La caracola

La recuerdo en la casa de campo de mis abuelos paternos. Un buen día, Miguel –que se encargaba del cuidado de la casa todo el año– me descubrió su poder y despertó mi curiosidad por las profundidades del mar. Siempre había estado allí, encima de una mesita que había en el recibidor. Me llamaba la atención su extraña forma, pero sobre todo ese color nacarado de su interior. Me gustaba tocar su interior tan suave y delicado. Pero lo que yo ignoraba, nadie me lo había explicado –supongo que cuando eres niño se considera que ya tienes suficientes fantasías como para que encima te abran la puerta a otras que desconoces– era lo que se escondía en el interior de la caracola. Y Miguel me lo contó. Y la caracola se incrustó en mi memoria para siempre.

Me sorprendió un día acariciándola con la misma suavidad con la que a esa edad uno desliza su mano por la pilila, y me contó, extrañado de que yo no lo supiera, lo que sucedía cuando la acercabas al oído. Aquella fue una gran revelación: todo un mundo nuevo estaba ahora a mi alcance, era suficiente con acoplar la oreja a esa especie de auricular que tiene la caracola. Miré su interior. No se veía nada. Debes cerrar los ojos, me dijo Miguel. ¡Claro! Para eso debe estar hecha esa especie de boca gigante, deduje.

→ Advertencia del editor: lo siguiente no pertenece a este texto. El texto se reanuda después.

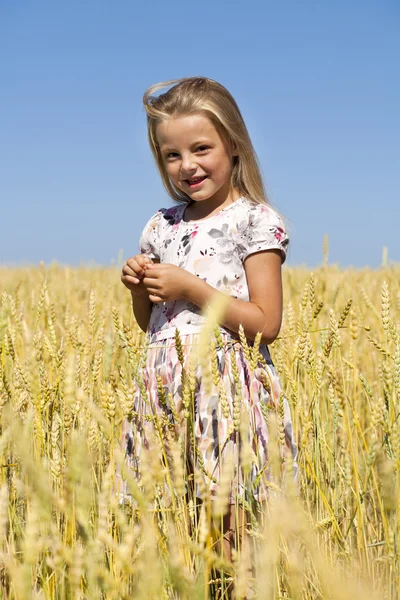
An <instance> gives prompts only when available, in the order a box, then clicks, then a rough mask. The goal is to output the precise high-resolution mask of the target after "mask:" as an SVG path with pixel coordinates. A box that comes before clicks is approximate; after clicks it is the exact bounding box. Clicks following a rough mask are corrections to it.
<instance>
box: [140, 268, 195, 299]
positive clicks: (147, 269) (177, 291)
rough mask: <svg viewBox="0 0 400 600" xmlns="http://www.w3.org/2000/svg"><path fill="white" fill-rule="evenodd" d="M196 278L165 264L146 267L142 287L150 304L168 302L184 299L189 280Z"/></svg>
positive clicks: (193, 275) (179, 270)
mask: <svg viewBox="0 0 400 600" xmlns="http://www.w3.org/2000/svg"><path fill="white" fill-rule="evenodd" d="M193 277H194V278H195V280H197V277H196V276H195V275H193V274H192V273H189V272H188V271H185V269H182V268H181V267H177V266H176V265H169V264H166V263H161V264H157V265H155V264H150V265H146V269H145V276H144V278H143V285H144V287H145V288H146V290H147V293H148V294H149V299H150V300H151V301H152V302H170V301H172V300H178V299H179V298H185V297H186V295H187V291H188V289H189V286H190V280H191V279H193Z"/></svg>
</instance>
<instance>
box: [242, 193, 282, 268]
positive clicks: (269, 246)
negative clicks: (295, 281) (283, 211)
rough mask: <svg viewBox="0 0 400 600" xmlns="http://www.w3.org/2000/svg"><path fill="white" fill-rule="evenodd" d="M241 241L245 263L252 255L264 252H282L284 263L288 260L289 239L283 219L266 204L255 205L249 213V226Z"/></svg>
mask: <svg viewBox="0 0 400 600" xmlns="http://www.w3.org/2000/svg"><path fill="white" fill-rule="evenodd" d="M241 237H242V240H241V248H242V253H241V254H242V256H241V259H242V261H244V260H245V259H246V258H247V257H248V256H250V254H254V253H256V252H261V251H263V250H280V252H281V256H282V263H284V262H285V260H286V252H287V247H288V245H289V238H288V235H287V233H286V230H285V225H284V223H283V221H282V219H281V217H280V216H279V215H278V214H277V213H276V212H275V211H274V209H273V208H271V207H270V206H267V205H265V204H255V205H254V206H252V207H251V208H250V210H249V212H248V225H247V227H246V229H245V230H244V231H243V234H242V236H241Z"/></svg>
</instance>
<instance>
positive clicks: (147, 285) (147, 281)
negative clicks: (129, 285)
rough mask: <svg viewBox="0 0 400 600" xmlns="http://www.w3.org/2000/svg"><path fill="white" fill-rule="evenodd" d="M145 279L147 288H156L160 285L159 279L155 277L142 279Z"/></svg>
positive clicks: (157, 287) (151, 277)
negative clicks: (159, 284)
mask: <svg viewBox="0 0 400 600" xmlns="http://www.w3.org/2000/svg"><path fill="white" fill-rule="evenodd" d="M142 281H143V285H145V286H146V287H147V288H154V289H158V288H159V287H160V286H159V284H158V282H157V279H154V278H153V277H147V276H145V277H143V279H142Z"/></svg>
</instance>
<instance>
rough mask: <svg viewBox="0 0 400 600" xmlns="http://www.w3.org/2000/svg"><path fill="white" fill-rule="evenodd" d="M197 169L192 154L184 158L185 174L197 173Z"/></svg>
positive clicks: (183, 165)
mask: <svg viewBox="0 0 400 600" xmlns="http://www.w3.org/2000/svg"><path fill="white" fill-rule="evenodd" d="M196 168H197V166H196V163H195V160H194V157H193V156H192V155H191V154H190V155H188V156H182V163H181V171H182V172H183V173H190V172H192V171H195V170H196Z"/></svg>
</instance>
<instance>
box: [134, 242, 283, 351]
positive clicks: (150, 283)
mask: <svg viewBox="0 0 400 600" xmlns="http://www.w3.org/2000/svg"><path fill="white" fill-rule="evenodd" d="M281 264H282V255H281V253H280V251H279V250H267V251H263V252H258V253H256V254H251V255H250V256H248V257H247V259H246V260H245V263H244V268H245V272H246V277H247V285H248V288H249V301H248V302H247V301H245V300H239V299H237V298H230V299H229V302H228V304H227V307H226V309H225V313H224V317H223V319H222V322H221V325H223V326H224V327H226V328H227V329H230V330H231V331H233V332H235V333H237V332H238V331H239V326H240V325H242V326H243V329H244V332H245V335H246V337H247V338H248V339H250V340H254V339H255V337H256V335H257V333H258V332H261V334H262V342H263V343H264V344H270V343H272V342H273V341H274V340H275V339H276V337H277V335H278V333H279V329H280V326H281V321H282V275H281ZM143 282H144V285H145V286H146V288H147V290H148V292H149V296H150V299H151V300H152V301H153V302H163V301H168V300H173V299H176V298H185V299H186V300H188V301H189V302H192V303H193V304H195V305H196V306H198V307H199V308H201V309H205V308H206V307H207V306H208V305H209V304H211V303H212V302H213V300H215V299H216V298H217V296H218V295H220V294H222V292H219V291H218V290H216V289H215V288H213V287H212V286H211V285H209V284H208V283H206V282H205V281H203V280H202V279H199V278H198V277H196V276H195V275H193V274H192V273H188V272H187V271H185V270H184V269H181V268H179V267H177V266H175V265H167V264H160V265H149V267H148V268H147V269H146V275H145V278H144V280H143Z"/></svg>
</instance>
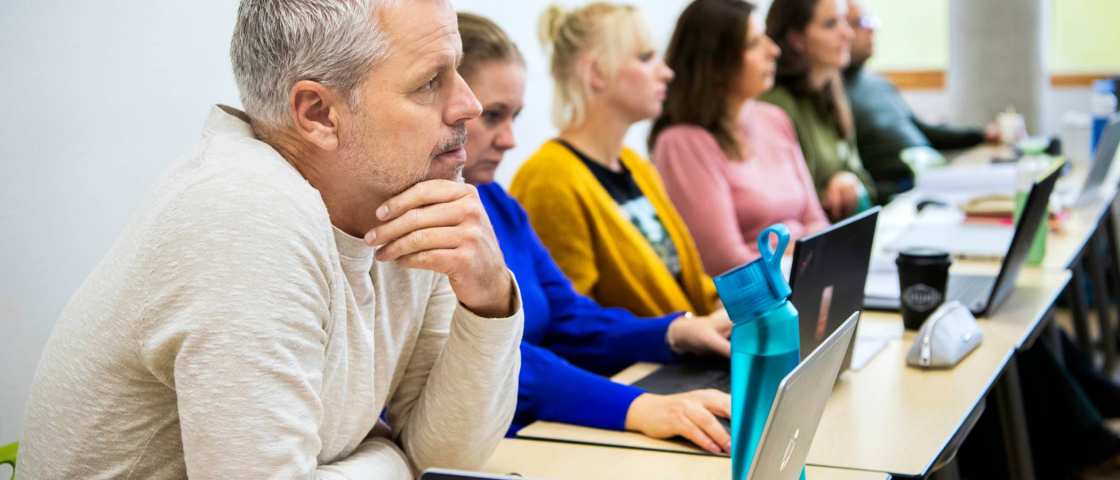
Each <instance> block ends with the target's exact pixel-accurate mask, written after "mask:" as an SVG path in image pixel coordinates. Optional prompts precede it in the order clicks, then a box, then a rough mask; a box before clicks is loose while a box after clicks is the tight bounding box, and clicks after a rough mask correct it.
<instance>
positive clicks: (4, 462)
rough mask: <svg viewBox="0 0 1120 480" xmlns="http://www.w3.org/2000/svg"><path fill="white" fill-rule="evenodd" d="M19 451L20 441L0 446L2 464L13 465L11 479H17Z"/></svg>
mask: <svg viewBox="0 0 1120 480" xmlns="http://www.w3.org/2000/svg"><path fill="white" fill-rule="evenodd" d="M18 451H19V442H15V443H9V444H7V445H3V446H0V464H4V463H7V464H9V465H11V480H16V453H17V452H18Z"/></svg>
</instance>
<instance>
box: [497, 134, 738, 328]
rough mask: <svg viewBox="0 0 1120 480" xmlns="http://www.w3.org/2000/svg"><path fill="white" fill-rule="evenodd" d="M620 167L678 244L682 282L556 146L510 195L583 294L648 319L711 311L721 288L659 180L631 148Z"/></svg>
mask: <svg viewBox="0 0 1120 480" xmlns="http://www.w3.org/2000/svg"><path fill="white" fill-rule="evenodd" d="M622 162H623V164H625V166H626V168H627V169H628V170H629V171H631V173H632V175H633V177H634V181H635V182H636V183H637V187H638V188H640V189H641V190H642V192H643V194H645V196H646V198H648V199H650V203H651V204H653V208H654V210H656V211H657V216H659V217H660V218H661V223H662V224H663V225H664V226H665V229H666V230H668V232H669V236H670V237H671V238H672V239H673V244H674V245H675V246H676V252H678V255H679V256H680V261H681V282H680V283H678V282H676V279H674V277H673V274H672V273H671V272H670V271H669V267H666V266H665V264H664V263H663V262H662V261H661V258H660V257H659V256H657V254H656V252H654V250H653V247H652V246H650V243H648V242H647V241H646V239H645V237H644V236H642V233H641V232H638V229H637V227H635V226H634V225H633V224H632V223H631V222H629V220H628V219H627V218H626V217H625V215H624V214H623V211H622V208H620V207H619V206H618V204H617V203H615V200H614V199H613V198H612V197H610V195H609V194H608V192H607V190H606V189H604V188H603V186H601V185H600V183H599V181H598V179H596V178H595V175H594V173H591V170H589V169H588V168H587V166H586V164H584V162H582V161H580V159H579V158H578V157H576V156H575V154H573V153H572V152H571V151H570V150H568V149H567V148H566V147H564V145H562V144H560V143H559V142H557V141H554V140H552V141H548V142H545V143H544V144H543V145H541V148H540V149H539V150H536V152H535V153H533V156H532V157H530V158H529V160H526V161H525V163H524V164H523V166H522V167H521V169H520V170H519V171H517V175H516V176H515V177H514V179H513V185H511V187H510V194H511V195H513V196H514V197H515V198H516V199H517V200H519V201H520V203H521V205H522V206H523V207H524V208H525V211H526V213H528V214H529V219H530V223H531V224H532V225H533V229H534V230H536V235H538V236H540V238H541V242H542V243H543V244H544V246H547V247H548V248H549V252H550V253H551V254H552V257H553V258H554V260H556V262H557V264H558V265H560V269H561V270H563V272H564V274H567V275H568V277H569V279H571V282H572V285H575V288H576V290H577V291H579V292H580V293H582V294H586V295H589V297H591V298H594V299H595V300H597V301H598V302H599V303H601V304H604V305H610V307H622V308H625V309H627V310H629V311H632V312H634V313H635V314H638V316H644V317H654V316H664V314H668V313H671V312H675V311H690V312H693V313H696V314H708V313H711V311H712V310H715V309H716V301H717V295H716V286H715V284H712V281H711V277H709V276H708V275H707V274H704V271H703V265H701V263H700V255H699V253H698V252H697V247H696V244H694V243H693V242H692V236H691V235H690V234H689V230H688V227H687V226H685V225H684V220H682V219H681V216H680V214H678V213H676V209H675V208H674V207H673V204H672V203H671V201H670V200H669V196H668V194H665V188H664V186H663V185H662V182H661V177H659V176H657V171H656V170H654V168H653V166H652V164H651V163H650V162H648V161H646V160H645V159H643V158H641V156H638V154H637V153H635V152H634V151H632V150H629V149H624V150H623V153H622Z"/></svg>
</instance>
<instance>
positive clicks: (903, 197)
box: [876, 145, 1120, 271]
mask: <svg viewBox="0 0 1120 480" xmlns="http://www.w3.org/2000/svg"><path fill="white" fill-rule="evenodd" d="M1000 149H1001V148H999V147H992V145H981V147H978V148H973V149H969V150H968V151H965V152H963V153H961V154H959V156H955V157H953V158H952V164H953V166H979V164H986V163H988V161H989V159H991V158H992V157H993V156H996V154H997V153H1000ZM1002 153H1004V154H1006V152H1002ZM1088 175H1089V164H1088V163H1085V162H1074V163H1073V169H1072V171H1071V172H1070V173H1068V175H1067V176H1066V177H1065V178H1063V179H1062V180H1061V181H1060V182H1058V187H1057V190H1056V191H1063V190H1068V189H1071V188H1074V189H1075V188H1077V186H1081V185H1083V183H1084V180H1085V177H1086V176H1088ZM1118 181H1120V168H1113V169H1111V171H1110V172H1109V176H1108V178H1107V179H1105V181H1104V183H1103V185H1102V186H1101V191H1100V194H1099V195H1098V196H1096V197H1095V198H1093V199H1092V200H1089V201H1085V203H1083V204H1081V205H1076V206H1072V207H1071V208H1068V217H1067V218H1066V220H1065V223H1064V224H1063V226H1062V229H1061V230H1060V232H1051V233H1049V235H1048V236H1047V238H1046V257H1045V258H1044V260H1043V263H1042V267H1043V269H1045V270H1058V271H1061V270H1066V269H1070V267H1071V266H1072V265H1073V263H1074V262H1075V261H1076V260H1077V257H1079V256H1080V254H1081V251H1082V248H1083V247H1084V245H1085V243H1086V242H1088V241H1089V238H1090V237H1091V236H1092V234H1093V233H1095V232H1096V228H1098V226H1099V225H1100V223H1101V218H1102V217H1103V215H1104V214H1105V211H1108V207H1109V206H1110V205H1111V204H1112V203H1113V200H1116V198H1117V194H1118V189H1117V185H1118ZM915 200H916V199H915V198H913V196H909V197H907V196H902V197H899V198H898V201H894V203H892V205H890V206H888V208H894V209H897V210H898V211H897V216H896V217H895V218H896V219H897V218H902V219H904V222H905V220H909V219H913V216H914V203H915ZM881 218H883V217H880V225H881ZM878 241H879V238H878V235H877V237H876V242H878Z"/></svg>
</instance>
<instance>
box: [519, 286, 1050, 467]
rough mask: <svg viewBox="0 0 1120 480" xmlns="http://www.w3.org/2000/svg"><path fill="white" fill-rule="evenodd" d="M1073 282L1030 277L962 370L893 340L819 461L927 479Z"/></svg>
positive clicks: (898, 320) (575, 438)
mask: <svg viewBox="0 0 1120 480" xmlns="http://www.w3.org/2000/svg"><path fill="white" fill-rule="evenodd" d="M1068 279H1070V274H1068V273H1067V272H1044V271H1038V270H1034V271H1029V272H1028V271H1025V272H1024V274H1023V275H1021V276H1020V279H1019V282H1018V286H1017V289H1016V291H1015V292H1014V293H1011V295H1010V298H1008V299H1007V301H1006V303H1005V304H1004V305H1002V307H1001V308H999V309H997V312H996V314H995V316H992V317H991V318H990V319H986V320H981V321H980V327H981V330H982V331H983V333H984V340H983V343H981V346H980V348H978V349H977V351H973V352H972V354H971V355H970V356H969V357H967V358H965V359H964V360H963V361H962V364H961V365H959V366H958V367H956V368H953V369H950V370H928V371H927V370H920V369H915V368H909V367H907V366H906V365H905V358H906V352H907V350H908V348H909V345H911V342H912V340H913V336H914V333H913V332H907V333H905V335H904V336H903V337H902V338H899V339H895V340H892V341H890V342H889V343H888V345H887V347H886V349H884V351H881V352H879V354H878V355H877V356H876V357H875V358H874V359H871V361H870V363H869V364H868V365H867V366H866V367H865V368H864V369H862V370H859V371H847V373H844V374H843V375H842V376H841V379H840V382H839V383H838V384H837V388H836V389H834V390H833V392H832V397H831V398H830V399H829V404H828V406H827V407H825V410H824V416H823V417H822V418H821V424H820V427H819V429H818V432H816V436H815V437H814V441H813V446H812V450H811V451H810V454H809V463H810V464H813V465H828V467H834V468H843V469H856V470H869V471H881V472H890V473H897V474H904V476H921V474H924V473H927V472H928V471H930V469H931V468H932V467H933V462H934V461H936V460H937V458H939V455H940V454H941V453H942V451H943V450H944V449H945V446H946V444H948V443H949V442H950V440H951V439H952V437H953V435H954V434H955V433H956V431H958V430H959V429H960V427H961V426H962V425H963V424H964V423H965V421H967V418H968V416H969V415H970V414H971V413H972V412H973V411H974V408H976V407H977V406H978V405H979V403H980V402H981V401H982V399H983V398H984V395H986V394H987V393H988V390H989V388H990V387H991V386H992V384H993V383H995V380H996V379H997V378H998V377H999V375H1000V373H1001V371H1002V369H1004V366H1005V365H1006V364H1007V360H1008V359H1009V358H1010V356H1011V355H1012V354H1014V352H1015V350H1016V349H1017V348H1018V347H1019V346H1021V343H1023V342H1024V341H1025V340H1026V339H1027V338H1029V337H1030V335H1032V333H1033V331H1034V330H1035V329H1036V328H1037V326H1038V324H1039V323H1040V322H1042V320H1043V317H1044V314H1045V313H1046V312H1047V311H1048V310H1049V308H1051V305H1053V302H1054V299H1055V298H1056V297H1057V294H1058V293H1060V292H1061V291H1062V290H1063V289H1064V288H1065V284H1066V283H1067V282H1068ZM864 321H865V322H866V323H865V324H870V323H874V324H876V327H878V329H879V330H881V329H883V328H888V329H889V328H893V327H894V328H897V327H898V324H899V323H900V321H902V320H900V318H899V317H898V314H897V313H886V312H867V313H866V314H865V317H864ZM655 368H656V366H655V365H652V364H640V365H636V366H634V367H631V368H628V369H626V370H624V371H623V373H620V374H618V375H617V376H616V377H615V380H617V382H622V383H633V382H634V380H636V379H638V378H641V377H643V376H645V375H647V374H648V373H650V371H652V370H653V369H655ZM519 436H521V437H525V439H539V440H558V441H568V442H579V443H591V444H604V445H616V446H628V448H637V449H652V450H662V451H671V452H692V453H702V452H701V451H700V450H699V449H696V448H693V446H692V445H691V444H688V443H684V442H676V441H665V440H655V439H650V437H646V436H644V435H641V434H637V433H632V432H613V431H604V430H596V429H588V427H584V426H576V425H567V424H559V423H550V422H536V423H533V424H531V425H529V426H526V427H525V429H522V430H521V432H520V433H519ZM711 458H716V457H711Z"/></svg>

Vi entonces pececillos de colores acompañados del canto de las sirenas con las tetas sin cubrir. Plantas que nada tenían que ver con las que yo conocía eran las encargadas de iluminar el mar, brillaban como el oro y los pétalos de sus flores eran piedras preciosas. Alrededor de ellas las estrellas de mar bailaban rítmica y armoniosamente a los sones de una orquesta de centenares peces que dirigía un pulpo. Solo él podía hacerlo, se necesitaba un buen número de largos brazos para tantos músicos. Los peces más grandes transportaban a los más chicos hasta fabulosos parques con toboganes y columpios que colgaban de las ramificaciones de los corales. Cuando era un único pececito el que quería ir lo transportaban los caballitos. Había muchos más peces de lo que yo creía, de formas diversas y de todos los colores y tamaños. Resaltaba el color plateado de las sardinas, uno de los pocos peces que yo reconocía, junto a la merluza y los salmonetes. Entre ellos jugaban al fútbol.

No había oscuridad, como siempre había creído, en el fondo del mar. Todo lo contrario. Y vida, había también mucha vida. Yo también era un pez, me daba igual el que fuese, no sabía nada de peces. Eso sí, debía ser de muchos colores, pequeño y veloz. Ahora más bien soy un mero, un pez solitario que siempre cuenta con un buen número de agujeros donde cobijarse. Por aquel entonces el mero era para mí un pescado triste además de odioso (me obligaban a comerlo). Los peces que había en el interior de la caracola eran, en cambio, divertidos y gozaban de total libertad, ni siquiera iban al colegio, ni a misa. Me gustaba aquel mundo.

Un buen día, sin embargo, me enteré que la caracola tenía carne en su interior. ¿Quién se la habría comido?, pensé. Y que la hembra depositaba allí sus huevos. ¿Qué habrá sido de ellos?, cavilé. Pobre caracola, vivía en un mundo maravilloso y mira lo que es ahora. ¿La habría capturado alguien y comido su carne y los huevos? ¿De qué manera lo haría? Para mí los peces se pescaban con caña, no sabía más. Inferí que tal vez, en un despiste, se hubiese alejado demasiado de su mundo, hasta perderse. Cuando uno olvida el rumbo y se sale de la dirección marcada, pienso ahora, está jodido. Que se lo pregunten, si no, a la caracola.